By Jamal Boubakri
By Jamal Boubakri
Morocco World News
Washington D. C., October 13, 2012
The International Monetary Fund (IMF) cut its forecasts for the second time since April, predicting that the global economic slowdown is worsening. Moreover, the IMF called on US and European policymakers to act rapidly to stop the slump and fix their economic slowdown.
Earlier this week, eurozone finance ministers unveiled a 500 billion euro rescue mechanism for lending to struggling economies. Experts agree that Spain is facing the highest risk of another recession that might have a negative impact on the eurozone as a whole. In addition, countries such as Greece, Portugal and Italy are facing increased economic slowdowns as well. The IMF is scrutinizing Greece’s compliance with its bailout terms and arguing that Athens is highly unlikely to keep its national debt down to a “sustainable” 120% of gross domestic product by 2020.
Forecasts show that Athens debt-to-GDP ratio will hit 135 to 140% of GDP by 2020 based on current trends.
Eurozone policymakers have to take actions necessary to tackle this issue and make sure to keep the IMF on their side. In order to do so, the eurozone needs to create growth that leads to more jobs and brings confidence to Europeans. As of today, Christine Lagarde of the IMF warns that without growth, the future of the global economy is in jeopardy.

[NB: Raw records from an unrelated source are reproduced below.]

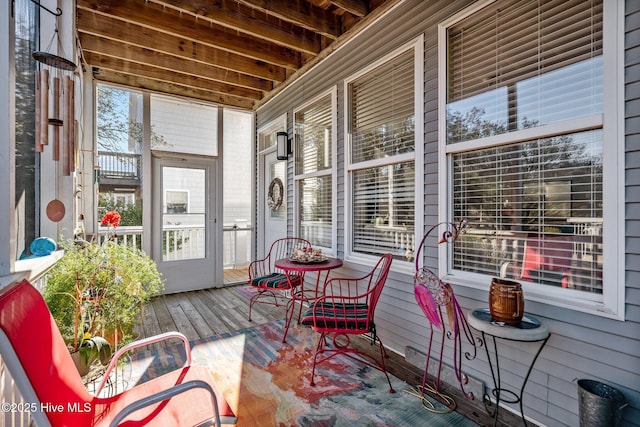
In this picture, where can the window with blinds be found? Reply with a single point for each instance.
(313, 171)
(518, 65)
(382, 163)
(535, 203)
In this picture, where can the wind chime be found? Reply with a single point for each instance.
(62, 118)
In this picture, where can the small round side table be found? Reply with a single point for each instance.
(529, 329)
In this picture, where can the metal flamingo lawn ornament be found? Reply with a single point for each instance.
(435, 297)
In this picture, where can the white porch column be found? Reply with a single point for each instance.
(7, 140)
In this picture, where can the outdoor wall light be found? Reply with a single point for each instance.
(283, 146)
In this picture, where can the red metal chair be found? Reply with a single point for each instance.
(346, 308)
(49, 382)
(268, 280)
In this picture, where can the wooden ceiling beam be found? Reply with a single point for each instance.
(229, 15)
(140, 55)
(172, 89)
(163, 16)
(224, 62)
(300, 13)
(104, 62)
(359, 8)
(111, 26)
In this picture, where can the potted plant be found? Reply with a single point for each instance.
(96, 293)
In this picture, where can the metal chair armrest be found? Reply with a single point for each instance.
(164, 395)
(140, 343)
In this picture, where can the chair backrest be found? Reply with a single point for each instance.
(379, 278)
(40, 349)
(283, 248)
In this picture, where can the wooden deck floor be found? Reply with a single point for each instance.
(200, 314)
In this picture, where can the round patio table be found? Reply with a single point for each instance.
(302, 294)
(529, 329)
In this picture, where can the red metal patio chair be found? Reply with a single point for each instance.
(42, 367)
(268, 280)
(346, 308)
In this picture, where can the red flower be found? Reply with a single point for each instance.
(111, 218)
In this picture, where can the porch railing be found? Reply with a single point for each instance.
(119, 165)
(187, 242)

Europe’s economic slowdown has had a tremendous impact on its partners especially developing countries. Northern African countries are facing an economic slowdown as well. Forecasts show a 3% GDP growth rate for the Moroccan Kingdom in 2012 compared to over 4% in 2011. Morocco’s slowdown is due mainly to the decrease in European demand of Moroccan products and services as most of Morocco’s exports go to Europe (France and Spain are Morocco’s main importers). In addition, a higher unemployment rate across Europe is affecting negatively the flow of money transfers from Moroccan immigrants to their home country.
There are several other factors influencing growth in North African countries such as the Arab Spring and higher energy prices.
Can African countries overcome this problem? Indeed, they do have opportunities to do so. They can invest heavily in renewable energy, health care and education. Young entrepreneurs and small businesses can be encouraged to create growth and jobs and make a difference.